Attaque artefacte explosive dans le nord de Quito a laissé au moins sept blessés et deux véhicules endommagés

Selon le service d'incendie, sept personnes ont été blessées et deux véhicules ont subi des dommages matériels après la détonation d'un appareil explosif à North Quito. L'explosion, enregistrée à 21h10, heure locale (2:10 GMT vendredi), s'est produite devant un bordel situé dans une zone urbaine de la capitale équatorienne, où, selon la partie préliminaire de la police, deux personnes à bord d'une moto menace.

Les victimes ont été atteintes par des étincelles explosives. Sur les sept blessés, deux ont besoin de transfert dans les centres hospitaliers pour recevoir une attention spécialisée, tandis que les cinq autres ont été traités à l'endroit. « Sept personnes ont été blessées par Chirlas », a confirmé le service d'incendie par le biais de son canal de communication officiel. Il a également été signalé que deux véhicules stationnés près du lieu de l'attaque ont été affectés par la vague vaste.

La police nationale a indiqué dans son compte officiel X que « la détonation d'un artefact explosif lancé à partir d'une moto a été enregistrée ». Les autorités étudient le type exact d'artefact et son origine, bien que l'hypothèse préliminaire soit qu'il s'agissait d'une grenade de fragmentation. Le bureau du procureur et l'unité Antixplosive ont engagé la procédure correspondante pour déterminer les responsables du fait.

Selon la partie préliminaire de

Cette attaque se produit dans un contexte de violence en Équateur, particulièrement liée aux bandes du crime organisées.
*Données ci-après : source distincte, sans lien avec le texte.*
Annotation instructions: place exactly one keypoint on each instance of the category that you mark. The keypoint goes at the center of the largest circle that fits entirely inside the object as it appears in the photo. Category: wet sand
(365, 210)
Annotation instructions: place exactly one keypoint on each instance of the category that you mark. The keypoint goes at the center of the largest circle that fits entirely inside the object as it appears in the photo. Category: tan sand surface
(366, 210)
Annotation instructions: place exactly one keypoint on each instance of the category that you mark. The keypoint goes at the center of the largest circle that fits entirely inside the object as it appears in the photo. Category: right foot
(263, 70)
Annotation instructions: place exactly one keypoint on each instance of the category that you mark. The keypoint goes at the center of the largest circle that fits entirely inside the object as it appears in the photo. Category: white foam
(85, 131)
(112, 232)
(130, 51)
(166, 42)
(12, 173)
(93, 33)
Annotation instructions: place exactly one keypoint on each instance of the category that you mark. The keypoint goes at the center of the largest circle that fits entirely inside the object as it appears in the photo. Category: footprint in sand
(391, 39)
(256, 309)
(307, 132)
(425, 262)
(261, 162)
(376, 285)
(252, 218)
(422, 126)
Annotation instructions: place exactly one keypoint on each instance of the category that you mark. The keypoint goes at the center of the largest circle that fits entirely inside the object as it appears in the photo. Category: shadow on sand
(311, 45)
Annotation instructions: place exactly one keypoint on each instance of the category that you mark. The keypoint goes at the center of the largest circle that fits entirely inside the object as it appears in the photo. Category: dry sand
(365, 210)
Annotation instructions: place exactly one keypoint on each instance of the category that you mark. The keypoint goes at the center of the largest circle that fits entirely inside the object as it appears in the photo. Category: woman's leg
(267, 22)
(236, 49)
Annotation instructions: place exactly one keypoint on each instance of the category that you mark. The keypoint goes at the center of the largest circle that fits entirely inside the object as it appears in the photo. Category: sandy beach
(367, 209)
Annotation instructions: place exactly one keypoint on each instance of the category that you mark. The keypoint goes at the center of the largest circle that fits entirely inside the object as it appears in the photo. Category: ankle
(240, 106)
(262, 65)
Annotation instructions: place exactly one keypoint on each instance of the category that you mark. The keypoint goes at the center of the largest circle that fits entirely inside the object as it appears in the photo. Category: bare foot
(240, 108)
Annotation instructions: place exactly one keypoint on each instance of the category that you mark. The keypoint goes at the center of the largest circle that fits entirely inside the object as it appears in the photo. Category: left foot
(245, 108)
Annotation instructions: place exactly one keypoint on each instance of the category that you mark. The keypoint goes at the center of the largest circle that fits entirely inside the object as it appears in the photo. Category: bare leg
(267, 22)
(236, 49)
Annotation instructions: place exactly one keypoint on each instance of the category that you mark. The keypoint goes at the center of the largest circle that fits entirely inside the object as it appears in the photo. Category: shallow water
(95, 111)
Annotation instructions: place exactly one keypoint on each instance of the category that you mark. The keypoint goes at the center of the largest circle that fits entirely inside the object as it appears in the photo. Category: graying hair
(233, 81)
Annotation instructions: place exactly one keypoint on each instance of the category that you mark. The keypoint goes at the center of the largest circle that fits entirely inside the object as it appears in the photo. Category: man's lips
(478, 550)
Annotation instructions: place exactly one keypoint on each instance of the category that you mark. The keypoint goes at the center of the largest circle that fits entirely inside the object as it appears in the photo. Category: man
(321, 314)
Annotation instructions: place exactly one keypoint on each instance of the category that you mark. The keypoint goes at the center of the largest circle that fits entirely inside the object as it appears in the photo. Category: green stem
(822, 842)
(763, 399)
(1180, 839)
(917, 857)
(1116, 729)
Depuis le début de 2024, le pays est dans une situation déclarée «conflit armé interne» par le président Daniel Noboa. Dans ce cadre, le gouvernement a déclaré plusieurs états d'exception, notamment celui actuel de Quito et sept autres provinces: Guayas, Los Ríos, Manabí, Orellana, Santa Elena, El Oro et Sucnumbíos. La mesure comprend la suspension des garanties constitutionnelles telles que l'inviolabilité de l'adresse et de la correspondance.

Bien que les attaques explosives aient été fréquentes dans des villes telles que Guayaquil – l'épicentre des différends criminels – Quito n'avait pas été un scénario régulier de ce type d'actes violents. Le port de Guayaquil a enregistré des attaques similaires destinées aux entreprises et aux entreprises, en tant que mécanisme de pression pour la collecte d'extorsion. Jusqu'à présent cette année, plus de 3 000 personnes ont été tuées dans cette ville, selon les données officielles.

L'Équateur a fermé 2023 avec un taux de 38 homicides pour 100 000 habitants, le plus élevé d'Amérique latine. Au cours des premiers mois de 2024, le pays a maintenu une moyenne alarmante d'un meurtre d'une heure, ce qui reflète le pouvoir croissant des organisations criminelles impliquées dans le trafic de drogue, les enlèvements et l'extorsion.

Les victimes ont été atteintes par

L'attaque de Quito renforce le souci de l'expansion territoriale de ces groupes, qui s'était jusqu'à présent concentré dans les zones côtières et frontalières. Jusqu'à présent, les autorités n'ont pas signalé d'arrestations liées à l'attaque. Pendant ce temps, un déploiement de la police dans la région est maintenu pour garantir la sécurité et poursuivre les travaux d'enquête.

Le ministère de la Sécurité de la municipalité de Quito a demandé aux citoyens de collaborer avec les autorités et de dénoncer tout mouvement suspect. « Nous coordonnons les actions avec la police nationale pour renforcer les patrouilles et éviter de nouveaux incidents », a indiqué l'institution dans un communiqué.